Decentralized optimal control of large-scale partially unknown nonlinear mismatched interconnected systems based on dynamic event-triggered control

In this paper, a novel decentralized control method is proposed for nonlinear mismatched large-scale interconnected systems subjected to partially unknown dynamics by designing auxiliary control for each subsystem. It is demonstrated that the control sequence consisting of the optimal control policies of auxiliary control can stabilize the system asymptotically, leading to decentralized control of the large-scale system. An integral reinforcement learning (IRL) method is firstly proposed, replacing the traditional policy iterative algorithm to analyze the optimal control problem of each subsystem with partially unknown dynamics.
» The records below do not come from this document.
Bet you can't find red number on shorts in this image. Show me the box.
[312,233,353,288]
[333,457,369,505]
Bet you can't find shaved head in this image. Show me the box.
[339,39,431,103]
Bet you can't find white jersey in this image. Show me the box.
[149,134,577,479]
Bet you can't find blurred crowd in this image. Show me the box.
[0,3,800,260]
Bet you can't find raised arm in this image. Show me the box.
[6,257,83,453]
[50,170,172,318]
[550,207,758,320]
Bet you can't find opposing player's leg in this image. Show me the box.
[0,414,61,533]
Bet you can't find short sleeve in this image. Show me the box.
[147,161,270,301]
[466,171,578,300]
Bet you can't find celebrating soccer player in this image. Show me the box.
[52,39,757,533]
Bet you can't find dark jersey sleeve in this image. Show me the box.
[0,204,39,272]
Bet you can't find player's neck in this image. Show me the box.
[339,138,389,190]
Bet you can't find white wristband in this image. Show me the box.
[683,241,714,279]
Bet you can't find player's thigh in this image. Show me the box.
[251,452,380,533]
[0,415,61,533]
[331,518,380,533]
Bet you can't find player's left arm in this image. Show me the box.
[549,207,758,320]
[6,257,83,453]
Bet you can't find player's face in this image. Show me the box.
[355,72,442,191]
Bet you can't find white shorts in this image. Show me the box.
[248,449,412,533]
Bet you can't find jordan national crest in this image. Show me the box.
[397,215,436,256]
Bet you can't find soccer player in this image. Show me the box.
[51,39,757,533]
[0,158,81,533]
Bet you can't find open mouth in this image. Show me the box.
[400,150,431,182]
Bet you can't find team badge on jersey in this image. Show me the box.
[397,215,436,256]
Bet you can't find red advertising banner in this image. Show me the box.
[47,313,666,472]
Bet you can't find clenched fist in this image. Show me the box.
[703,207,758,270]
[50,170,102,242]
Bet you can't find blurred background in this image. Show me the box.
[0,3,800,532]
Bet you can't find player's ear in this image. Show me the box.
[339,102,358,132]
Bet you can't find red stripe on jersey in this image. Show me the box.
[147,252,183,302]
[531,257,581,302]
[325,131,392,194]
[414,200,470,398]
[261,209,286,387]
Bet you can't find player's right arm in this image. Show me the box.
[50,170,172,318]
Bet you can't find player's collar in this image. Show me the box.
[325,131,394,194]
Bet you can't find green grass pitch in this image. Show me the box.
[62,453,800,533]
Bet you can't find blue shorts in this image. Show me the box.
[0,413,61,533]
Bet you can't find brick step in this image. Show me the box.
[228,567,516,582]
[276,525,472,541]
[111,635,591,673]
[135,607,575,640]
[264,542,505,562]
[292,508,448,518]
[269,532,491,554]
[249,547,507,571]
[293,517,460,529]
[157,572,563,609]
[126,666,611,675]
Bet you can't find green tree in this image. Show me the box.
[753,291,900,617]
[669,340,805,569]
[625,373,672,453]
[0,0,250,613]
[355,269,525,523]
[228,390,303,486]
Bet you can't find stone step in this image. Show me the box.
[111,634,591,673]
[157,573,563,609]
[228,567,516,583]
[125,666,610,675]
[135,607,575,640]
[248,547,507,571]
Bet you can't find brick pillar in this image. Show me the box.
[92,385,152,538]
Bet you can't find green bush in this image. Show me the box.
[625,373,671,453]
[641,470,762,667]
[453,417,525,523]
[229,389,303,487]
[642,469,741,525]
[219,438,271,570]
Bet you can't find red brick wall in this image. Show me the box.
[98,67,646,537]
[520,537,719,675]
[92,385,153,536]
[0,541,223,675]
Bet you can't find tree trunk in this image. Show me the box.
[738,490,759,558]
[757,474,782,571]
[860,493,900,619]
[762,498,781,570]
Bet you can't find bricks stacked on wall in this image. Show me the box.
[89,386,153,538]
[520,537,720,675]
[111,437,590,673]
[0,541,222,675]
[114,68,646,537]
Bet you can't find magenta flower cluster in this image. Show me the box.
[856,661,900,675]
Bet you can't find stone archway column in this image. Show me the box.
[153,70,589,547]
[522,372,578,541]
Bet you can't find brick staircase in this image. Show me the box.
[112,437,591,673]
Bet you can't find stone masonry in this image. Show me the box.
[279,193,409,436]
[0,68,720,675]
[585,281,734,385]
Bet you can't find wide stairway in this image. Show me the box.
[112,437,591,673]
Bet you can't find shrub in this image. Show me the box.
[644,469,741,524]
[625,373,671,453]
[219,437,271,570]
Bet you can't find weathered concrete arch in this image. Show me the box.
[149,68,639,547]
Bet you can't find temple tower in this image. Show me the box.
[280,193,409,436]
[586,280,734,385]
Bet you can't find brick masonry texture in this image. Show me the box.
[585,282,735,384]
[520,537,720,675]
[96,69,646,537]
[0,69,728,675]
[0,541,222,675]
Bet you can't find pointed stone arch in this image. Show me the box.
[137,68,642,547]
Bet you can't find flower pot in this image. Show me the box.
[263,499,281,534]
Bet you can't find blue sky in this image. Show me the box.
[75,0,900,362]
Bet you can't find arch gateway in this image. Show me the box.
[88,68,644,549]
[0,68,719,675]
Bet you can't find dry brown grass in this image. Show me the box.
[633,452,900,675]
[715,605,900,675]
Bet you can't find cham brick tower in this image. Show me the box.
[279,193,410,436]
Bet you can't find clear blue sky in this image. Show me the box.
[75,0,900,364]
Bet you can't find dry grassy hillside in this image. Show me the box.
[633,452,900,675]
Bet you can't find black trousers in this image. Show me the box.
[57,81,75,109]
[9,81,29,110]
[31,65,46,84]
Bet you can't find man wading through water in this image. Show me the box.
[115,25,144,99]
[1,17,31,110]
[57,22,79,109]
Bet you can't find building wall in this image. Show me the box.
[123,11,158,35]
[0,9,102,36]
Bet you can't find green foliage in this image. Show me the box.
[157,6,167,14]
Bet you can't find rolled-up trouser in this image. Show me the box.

After that, the dynamic event-triggered control algorithm is proposed based on the static event-triggered control method, and an internal dynamic variable characterized by a first-order filter is defined. A single critic neural network (NN) is then designed to learn the approximate optimal control strategy under the dynamic event-triggered mechanism adaptively. The stability analysis is proposed to demonstrate that the state of the event-based pulse system is ultimately uniformly bounded (UUB) and the Zeno behavior is eliminated successfully. Finally, the effectiveness of the proposed algorithm is verified by two simulation examples to realize decentralized control of mismatched large-scale systems.